Year : 2018 | Volume
: 2 | Issue : 1 | Page : 1--2
Prescribing errors and the need for prescription separation in Libya
Ahmed E Atia
Department of Anesthesia and Intensive Care, Faculty of Medical Technology, Tripoli University, Tripoli, Libya
Dr. Ahmed E Atia
Department of Anesthesia and Intensive Care, Faculty of Medical Technology, Tripoli University, Tripoli
|How to cite this article:|
Atia AE. Prescribing errors and the need for prescription separation in Libya.Libyan J Med Sci 2018;2:1-2
|How to cite this URL:|
Atia AE. Prescribing errors and the need for prescription separation in Libya. Libyan J Med Sci [serial online] 2018 [cited 2022 Jun 29 ];2:1-2
Available from: https://www.ljmsonline.com/text.asp?2018/2/1/1/228681
The policy of prescription practice mandates the separation of pharmaceuticals prescribing by physicians and dispensing by pharmacists. In Libya, both dispensing and prescribing is practiced by community pharmacists (CPs) in private pharmacies. This practice is hypothesized to have caused prescription error of drugs and widespread use of antibiotics. The separation of the prescription and dispensation of medicines had been long overdue, and concerns have risen with this issue, due to potential conflict of interest, as medicine prescription is a professional duty of GPs that shall not be shared with CPs. There is a call for the need of “prescription separation” for CPs so that they can focus on professional services and ensure rational use of medicines. The idea of prescription separation is not new and has been debated for many years with obvious refusal from several organizations, including the medical associations. Nowadays, more discussions on this matter and many debates still remain around reduced suitability and raised medication error and an inappropriate pharmacist practice.,
Separation of dispensing and prescribing is beneficial in enhancing the quality of medical care by separating the mission of physicians and pharmacists based on their specialty in that doctors will issue prescriptions to patients and the pharmacists will then dispense the prescription accordingly. Nowadays, at private community pharmacies in Libya, no one checks for the safety and suitability of drug dispensing and any possibility for medication-related problems. The individual who dispenses medications in these pharmacies generally does not have sufficient knowledge on illness management and prescription practice and sometimes may not have any medical background or health-related certifications. This is of great concern as patient safety may be put at risk due to medication errors that could simply occur during pharmaceutical prescribing and dispensing. Most of these medication errors are possibly preventable and as consequence severe adverse events and even death are present.
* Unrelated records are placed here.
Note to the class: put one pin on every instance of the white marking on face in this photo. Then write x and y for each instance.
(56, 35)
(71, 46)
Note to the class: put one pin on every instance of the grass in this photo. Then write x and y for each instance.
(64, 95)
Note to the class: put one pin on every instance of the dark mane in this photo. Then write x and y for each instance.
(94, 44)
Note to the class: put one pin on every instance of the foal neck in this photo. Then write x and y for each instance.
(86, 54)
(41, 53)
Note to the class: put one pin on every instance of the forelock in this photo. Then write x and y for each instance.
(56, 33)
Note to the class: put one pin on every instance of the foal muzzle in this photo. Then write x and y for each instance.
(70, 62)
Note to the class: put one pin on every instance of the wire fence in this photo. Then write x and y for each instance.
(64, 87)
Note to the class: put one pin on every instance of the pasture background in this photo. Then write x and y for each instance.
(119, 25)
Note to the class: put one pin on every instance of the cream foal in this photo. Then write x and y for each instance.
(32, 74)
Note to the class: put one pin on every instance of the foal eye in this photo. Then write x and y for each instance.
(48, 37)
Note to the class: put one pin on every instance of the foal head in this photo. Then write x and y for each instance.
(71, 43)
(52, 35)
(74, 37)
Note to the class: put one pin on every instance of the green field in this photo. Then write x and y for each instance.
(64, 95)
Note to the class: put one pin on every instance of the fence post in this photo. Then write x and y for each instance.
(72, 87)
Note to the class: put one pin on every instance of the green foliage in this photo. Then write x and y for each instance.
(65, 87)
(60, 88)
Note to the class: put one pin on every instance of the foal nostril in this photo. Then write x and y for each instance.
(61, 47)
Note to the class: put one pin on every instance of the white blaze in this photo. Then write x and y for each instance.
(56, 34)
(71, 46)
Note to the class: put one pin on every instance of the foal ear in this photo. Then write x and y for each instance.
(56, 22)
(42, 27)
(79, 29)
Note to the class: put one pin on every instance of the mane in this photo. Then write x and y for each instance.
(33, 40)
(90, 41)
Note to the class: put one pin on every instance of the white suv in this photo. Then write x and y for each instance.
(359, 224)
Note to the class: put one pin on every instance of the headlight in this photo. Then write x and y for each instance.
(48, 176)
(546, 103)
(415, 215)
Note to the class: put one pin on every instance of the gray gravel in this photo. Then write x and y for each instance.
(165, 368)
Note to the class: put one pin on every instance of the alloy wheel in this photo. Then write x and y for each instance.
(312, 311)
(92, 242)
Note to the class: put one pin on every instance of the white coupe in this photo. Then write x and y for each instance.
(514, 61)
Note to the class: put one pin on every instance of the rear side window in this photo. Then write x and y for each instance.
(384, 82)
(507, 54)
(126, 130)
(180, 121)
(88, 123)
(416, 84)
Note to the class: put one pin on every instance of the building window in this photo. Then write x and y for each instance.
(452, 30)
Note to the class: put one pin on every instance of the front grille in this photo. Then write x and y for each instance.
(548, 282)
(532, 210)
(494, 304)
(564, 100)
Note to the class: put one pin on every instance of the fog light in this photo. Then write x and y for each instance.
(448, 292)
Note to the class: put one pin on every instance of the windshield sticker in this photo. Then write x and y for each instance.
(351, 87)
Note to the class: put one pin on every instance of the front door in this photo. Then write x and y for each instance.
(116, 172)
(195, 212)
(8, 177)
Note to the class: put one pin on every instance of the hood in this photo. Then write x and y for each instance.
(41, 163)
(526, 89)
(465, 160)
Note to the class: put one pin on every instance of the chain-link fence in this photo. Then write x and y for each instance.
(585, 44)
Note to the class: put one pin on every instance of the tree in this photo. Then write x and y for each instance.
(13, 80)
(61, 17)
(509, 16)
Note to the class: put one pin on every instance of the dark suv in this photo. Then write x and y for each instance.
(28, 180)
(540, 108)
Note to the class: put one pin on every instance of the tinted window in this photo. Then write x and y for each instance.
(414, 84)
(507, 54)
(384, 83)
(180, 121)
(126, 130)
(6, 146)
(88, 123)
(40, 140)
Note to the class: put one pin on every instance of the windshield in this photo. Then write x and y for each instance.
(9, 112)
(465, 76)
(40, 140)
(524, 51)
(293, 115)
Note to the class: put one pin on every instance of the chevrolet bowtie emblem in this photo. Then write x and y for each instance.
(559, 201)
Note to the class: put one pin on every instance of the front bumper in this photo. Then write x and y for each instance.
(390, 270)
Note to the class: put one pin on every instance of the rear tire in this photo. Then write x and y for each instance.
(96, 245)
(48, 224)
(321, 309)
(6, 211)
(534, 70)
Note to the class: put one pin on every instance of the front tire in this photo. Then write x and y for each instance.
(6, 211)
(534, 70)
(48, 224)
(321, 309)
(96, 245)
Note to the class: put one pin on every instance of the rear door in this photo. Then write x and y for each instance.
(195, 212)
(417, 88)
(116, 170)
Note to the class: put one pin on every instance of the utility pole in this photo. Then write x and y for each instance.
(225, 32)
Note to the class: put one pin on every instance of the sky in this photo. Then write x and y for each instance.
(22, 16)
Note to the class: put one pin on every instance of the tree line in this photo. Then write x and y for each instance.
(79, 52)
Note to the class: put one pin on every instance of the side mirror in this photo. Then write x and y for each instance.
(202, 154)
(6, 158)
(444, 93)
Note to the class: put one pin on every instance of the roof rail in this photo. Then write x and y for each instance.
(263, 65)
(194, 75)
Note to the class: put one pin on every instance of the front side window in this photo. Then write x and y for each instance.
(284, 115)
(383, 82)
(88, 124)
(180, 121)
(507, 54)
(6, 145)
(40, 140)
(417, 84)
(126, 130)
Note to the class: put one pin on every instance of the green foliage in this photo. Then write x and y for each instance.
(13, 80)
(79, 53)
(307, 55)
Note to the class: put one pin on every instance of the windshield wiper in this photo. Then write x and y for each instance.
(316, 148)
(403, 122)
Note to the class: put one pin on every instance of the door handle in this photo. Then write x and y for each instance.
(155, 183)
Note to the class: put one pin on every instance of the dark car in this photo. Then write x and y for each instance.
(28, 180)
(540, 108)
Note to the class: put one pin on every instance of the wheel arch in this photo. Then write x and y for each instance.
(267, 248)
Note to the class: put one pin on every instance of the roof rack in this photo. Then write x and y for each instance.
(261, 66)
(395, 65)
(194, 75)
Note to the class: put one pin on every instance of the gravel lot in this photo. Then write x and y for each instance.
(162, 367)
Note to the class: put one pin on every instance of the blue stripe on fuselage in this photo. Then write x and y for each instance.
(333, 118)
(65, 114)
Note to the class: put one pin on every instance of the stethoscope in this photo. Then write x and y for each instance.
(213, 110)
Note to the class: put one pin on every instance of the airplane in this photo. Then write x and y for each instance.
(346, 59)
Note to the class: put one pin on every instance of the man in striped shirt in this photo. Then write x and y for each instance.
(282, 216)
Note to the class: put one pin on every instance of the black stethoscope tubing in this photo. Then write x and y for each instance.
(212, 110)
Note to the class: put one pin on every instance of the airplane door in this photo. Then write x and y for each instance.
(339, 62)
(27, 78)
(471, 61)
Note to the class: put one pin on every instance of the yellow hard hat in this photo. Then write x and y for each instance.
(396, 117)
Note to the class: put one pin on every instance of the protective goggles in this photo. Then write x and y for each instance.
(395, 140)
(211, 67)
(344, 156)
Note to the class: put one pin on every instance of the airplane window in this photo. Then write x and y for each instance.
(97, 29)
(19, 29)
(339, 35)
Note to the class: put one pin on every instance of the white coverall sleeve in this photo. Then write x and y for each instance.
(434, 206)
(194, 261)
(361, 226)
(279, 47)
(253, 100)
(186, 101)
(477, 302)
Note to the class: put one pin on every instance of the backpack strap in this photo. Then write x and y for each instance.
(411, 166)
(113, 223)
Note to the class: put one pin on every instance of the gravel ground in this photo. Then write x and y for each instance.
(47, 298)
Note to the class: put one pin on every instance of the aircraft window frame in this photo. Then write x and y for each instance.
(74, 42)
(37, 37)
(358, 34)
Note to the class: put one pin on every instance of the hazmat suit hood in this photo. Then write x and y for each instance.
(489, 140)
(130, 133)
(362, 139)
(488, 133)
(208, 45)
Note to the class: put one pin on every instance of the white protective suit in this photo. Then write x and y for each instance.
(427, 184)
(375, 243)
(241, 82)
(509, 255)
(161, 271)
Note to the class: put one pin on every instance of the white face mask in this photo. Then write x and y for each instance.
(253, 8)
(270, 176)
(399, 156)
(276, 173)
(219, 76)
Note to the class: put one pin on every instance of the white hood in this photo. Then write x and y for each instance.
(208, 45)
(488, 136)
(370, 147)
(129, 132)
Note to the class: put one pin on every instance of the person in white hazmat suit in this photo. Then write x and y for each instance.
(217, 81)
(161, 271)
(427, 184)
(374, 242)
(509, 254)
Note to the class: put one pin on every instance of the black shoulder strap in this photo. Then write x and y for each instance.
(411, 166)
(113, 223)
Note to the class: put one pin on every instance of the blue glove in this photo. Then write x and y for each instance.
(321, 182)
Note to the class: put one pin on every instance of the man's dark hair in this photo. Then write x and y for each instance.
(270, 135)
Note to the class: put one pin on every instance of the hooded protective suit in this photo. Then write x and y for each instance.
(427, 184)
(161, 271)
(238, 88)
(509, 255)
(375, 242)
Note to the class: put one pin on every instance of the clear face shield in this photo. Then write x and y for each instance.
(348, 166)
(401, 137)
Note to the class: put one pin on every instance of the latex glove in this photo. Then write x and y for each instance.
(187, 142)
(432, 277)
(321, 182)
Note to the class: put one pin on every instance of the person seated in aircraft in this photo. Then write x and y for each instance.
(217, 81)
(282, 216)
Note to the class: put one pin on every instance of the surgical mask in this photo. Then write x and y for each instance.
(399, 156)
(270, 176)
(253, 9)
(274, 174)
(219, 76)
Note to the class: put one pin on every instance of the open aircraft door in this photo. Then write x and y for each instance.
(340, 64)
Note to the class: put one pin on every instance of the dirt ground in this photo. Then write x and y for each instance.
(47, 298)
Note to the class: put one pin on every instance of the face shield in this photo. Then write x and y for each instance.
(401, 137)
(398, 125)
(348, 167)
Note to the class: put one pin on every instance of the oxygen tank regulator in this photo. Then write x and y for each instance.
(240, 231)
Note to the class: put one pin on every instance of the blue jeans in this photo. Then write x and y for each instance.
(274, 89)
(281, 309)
There are controversies that patients may not want to first visit the general practitioner and they prefer to directly visit pharmacy to have their medications dispensed. However, this will not be a major concern if pharmacies are located in area nearby clinics and would be a slight barrier (if any) in return for patient safety. In addition, many questioner-based studies had reported the need to implement dispensing separation policy. Alternative models to pharmacy services in rural areas and whether incorporating a pharmacist into prescription services in rural areas may be convenient options to consider in order to overcome difficulties with accessibility and suitability.
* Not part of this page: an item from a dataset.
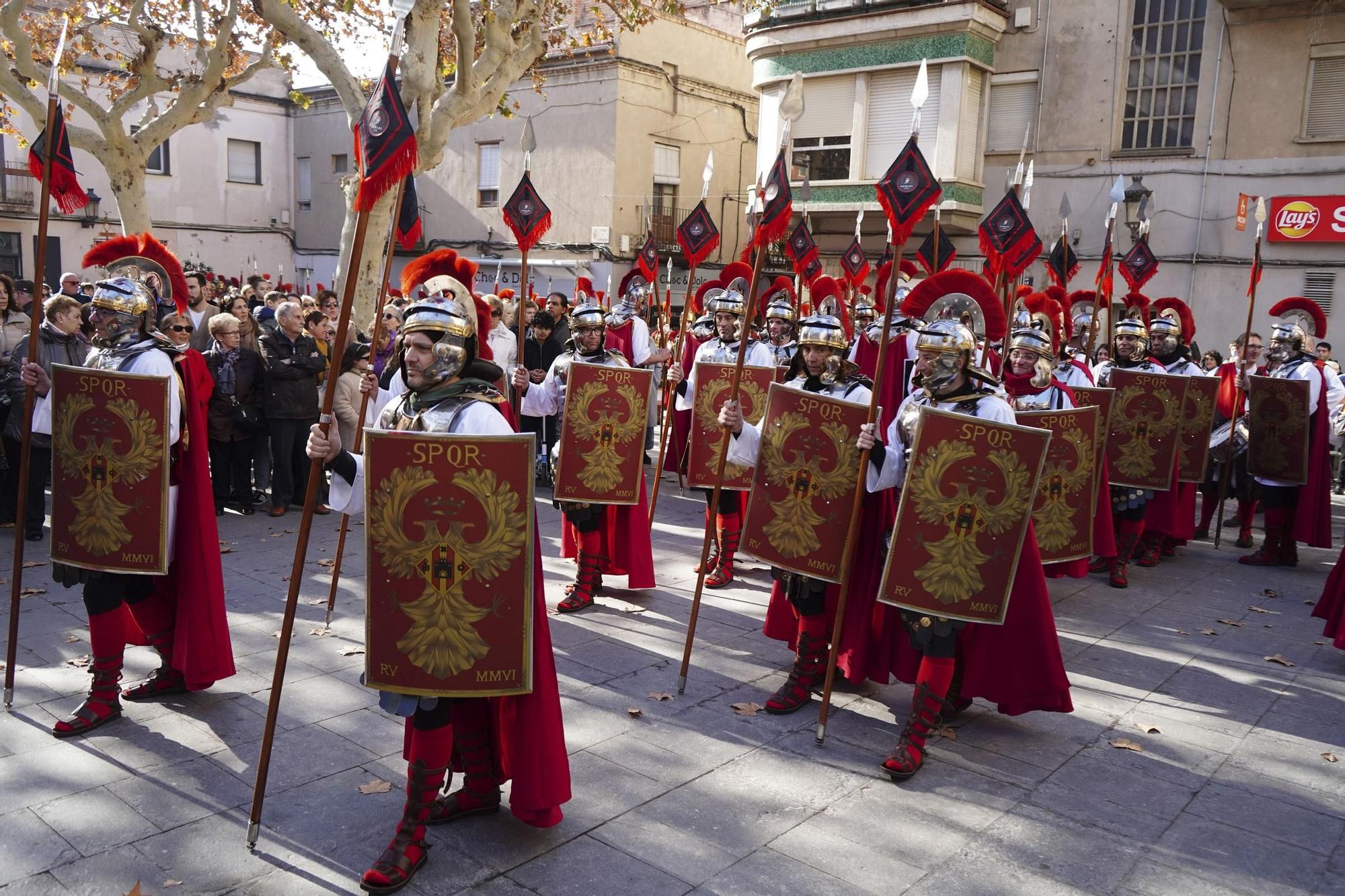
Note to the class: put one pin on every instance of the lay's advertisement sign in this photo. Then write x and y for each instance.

Despite disagreement against dispensing separation is that it may raise costs to the patients due to the need to visit two health-care professionals, this may not essentially be the case. In Libya, visiting general practitioners at primary health-care centers are made free and widely accessible. Patients gain access to secondary and tertiary care through referral from primary care centers. However, patients can seek medical services and consultation in private hospitals and clinics. On the contrary, the profits gained by CPs from both the prescribing and dispensing of medicines, mean there is a possible for overprescribing of drugs and this is additional discussed by a previous local study in Libya.
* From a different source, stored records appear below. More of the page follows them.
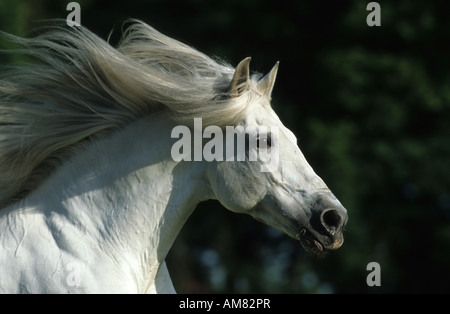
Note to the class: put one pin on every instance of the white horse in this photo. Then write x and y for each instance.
(92, 198)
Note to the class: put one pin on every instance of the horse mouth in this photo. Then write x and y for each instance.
(309, 242)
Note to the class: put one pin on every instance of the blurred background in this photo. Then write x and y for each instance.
(370, 107)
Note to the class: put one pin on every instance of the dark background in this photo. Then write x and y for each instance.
(370, 107)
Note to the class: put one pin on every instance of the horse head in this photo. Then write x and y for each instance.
(288, 195)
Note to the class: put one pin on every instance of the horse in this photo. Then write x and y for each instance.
(91, 196)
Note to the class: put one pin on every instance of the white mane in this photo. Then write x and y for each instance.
(83, 88)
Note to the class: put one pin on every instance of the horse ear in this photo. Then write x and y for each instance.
(241, 77)
(265, 85)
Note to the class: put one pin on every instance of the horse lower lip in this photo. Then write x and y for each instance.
(318, 245)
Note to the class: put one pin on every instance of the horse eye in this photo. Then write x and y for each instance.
(261, 141)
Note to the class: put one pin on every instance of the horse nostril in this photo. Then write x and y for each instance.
(331, 220)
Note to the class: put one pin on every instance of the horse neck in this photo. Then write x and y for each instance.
(129, 194)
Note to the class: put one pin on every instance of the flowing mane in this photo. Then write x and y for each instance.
(83, 88)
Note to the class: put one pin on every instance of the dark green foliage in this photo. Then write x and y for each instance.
(370, 107)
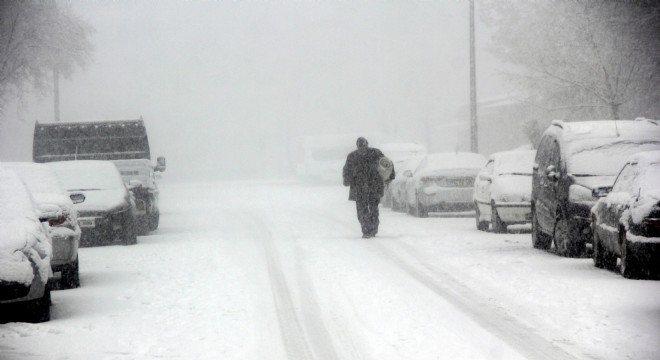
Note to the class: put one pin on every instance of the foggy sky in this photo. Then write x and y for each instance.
(223, 86)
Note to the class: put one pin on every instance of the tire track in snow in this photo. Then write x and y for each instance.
(305, 338)
(505, 327)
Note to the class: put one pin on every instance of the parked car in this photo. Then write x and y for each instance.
(25, 254)
(399, 153)
(45, 188)
(572, 159)
(626, 219)
(442, 182)
(397, 187)
(108, 211)
(503, 190)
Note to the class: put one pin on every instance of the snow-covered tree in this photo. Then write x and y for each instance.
(37, 37)
(580, 59)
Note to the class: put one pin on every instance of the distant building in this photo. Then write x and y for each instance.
(500, 127)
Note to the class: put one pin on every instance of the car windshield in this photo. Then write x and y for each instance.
(604, 157)
(94, 177)
(515, 163)
(649, 180)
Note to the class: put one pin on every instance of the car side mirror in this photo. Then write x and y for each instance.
(551, 174)
(134, 184)
(160, 164)
(601, 191)
(77, 198)
(49, 212)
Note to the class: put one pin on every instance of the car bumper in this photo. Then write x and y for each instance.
(65, 246)
(455, 199)
(514, 212)
(100, 229)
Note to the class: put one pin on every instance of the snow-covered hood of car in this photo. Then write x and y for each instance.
(22, 239)
(445, 173)
(591, 182)
(61, 200)
(513, 188)
(101, 200)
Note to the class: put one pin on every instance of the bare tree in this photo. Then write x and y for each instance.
(580, 59)
(37, 37)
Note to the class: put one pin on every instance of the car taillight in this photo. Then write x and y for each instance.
(59, 221)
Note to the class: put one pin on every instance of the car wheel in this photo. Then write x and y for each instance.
(481, 225)
(71, 276)
(567, 241)
(540, 240)
(154, 220)
(38, 310)
(498, 225)
(602, 258)
(420, 210)
(630, 267)
(129, 233)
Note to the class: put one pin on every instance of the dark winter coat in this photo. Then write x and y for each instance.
(361, 174)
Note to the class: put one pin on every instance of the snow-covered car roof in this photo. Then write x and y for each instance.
(603, 147)
(87, 174)
(399, 152)
(514, 162)
(22, 237)
(648, 163)
(599, 129)
(454, 160)
(42, 183)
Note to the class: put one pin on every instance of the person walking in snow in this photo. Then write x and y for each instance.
(366, 185)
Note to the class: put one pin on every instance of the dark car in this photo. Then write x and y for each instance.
(626, 220)
(108, 212)
(572, 159)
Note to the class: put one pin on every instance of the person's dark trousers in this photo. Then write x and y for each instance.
(368, 215)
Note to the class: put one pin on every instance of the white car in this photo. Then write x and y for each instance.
(25, 254)
(503, 189)
(399, 153)
(397, 187)
(108, 211)
(442, 182)
(45, 188)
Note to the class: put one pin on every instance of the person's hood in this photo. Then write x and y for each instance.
(102, 200)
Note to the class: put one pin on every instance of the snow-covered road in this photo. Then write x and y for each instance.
(278, 270)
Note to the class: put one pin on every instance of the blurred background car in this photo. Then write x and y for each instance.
(108, 212)
(503, 190)
(626, 221)
(442, 182)
(397, 187)
(25, 254)
(45, 188)
(572, 159)
(399, 153)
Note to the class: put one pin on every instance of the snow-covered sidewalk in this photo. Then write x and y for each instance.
(257, 270)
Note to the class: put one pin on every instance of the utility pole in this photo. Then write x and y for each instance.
(56, 92)
(473, 87)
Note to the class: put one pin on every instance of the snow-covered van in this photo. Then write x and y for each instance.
(125, 142)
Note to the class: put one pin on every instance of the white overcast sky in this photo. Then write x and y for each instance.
(222, 85)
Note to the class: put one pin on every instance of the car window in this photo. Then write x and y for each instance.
(624, 182)
(489, 167)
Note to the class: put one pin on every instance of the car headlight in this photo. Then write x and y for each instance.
(579, 193)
Nonexistence of general practitioner in the primary health centers in Libya is one of the frequently quoted arguments by those against the separation of prescribing and dispensing. Over the years, the health authorities have tried to overcome this by employing enough medical graduates. Currently, Libya has sufficient number of GPs that would be able to serve residents in the nearby area, and the argument on the shortage of physicians should no longer be valid. Conversely, we currently have a prospective situation available with graduates incapable to acquire employment due to the absence of request for them in the lack of dispensing separation. Our graduates today facing difficulty to find employment, and it took for them almost 1 year after graduation to get employed. With this lack of chance to get job in public sector, there is a plenty of private pharmacies available. We may face a problem with an overflow of pharmacies if the supply exceeds existing demand.
The issue has been continuing for years, and the debates against prescription separation used nowadays are similar from those highlighted a years ago nevertheless proof of benefits from the separation of these roles. Progressive researchers and scientific society were the driving forces behind the opinion of the separation of medication prescribing and dispensing. It is time for policy-makers to keep patient safety as their top priority and need for better enforcement of pharmacy laws. Drug use and prescribing must also be rationalized, especially in self-medication and misuse of antibiotics.
We acknowledge Tripoli University for their support.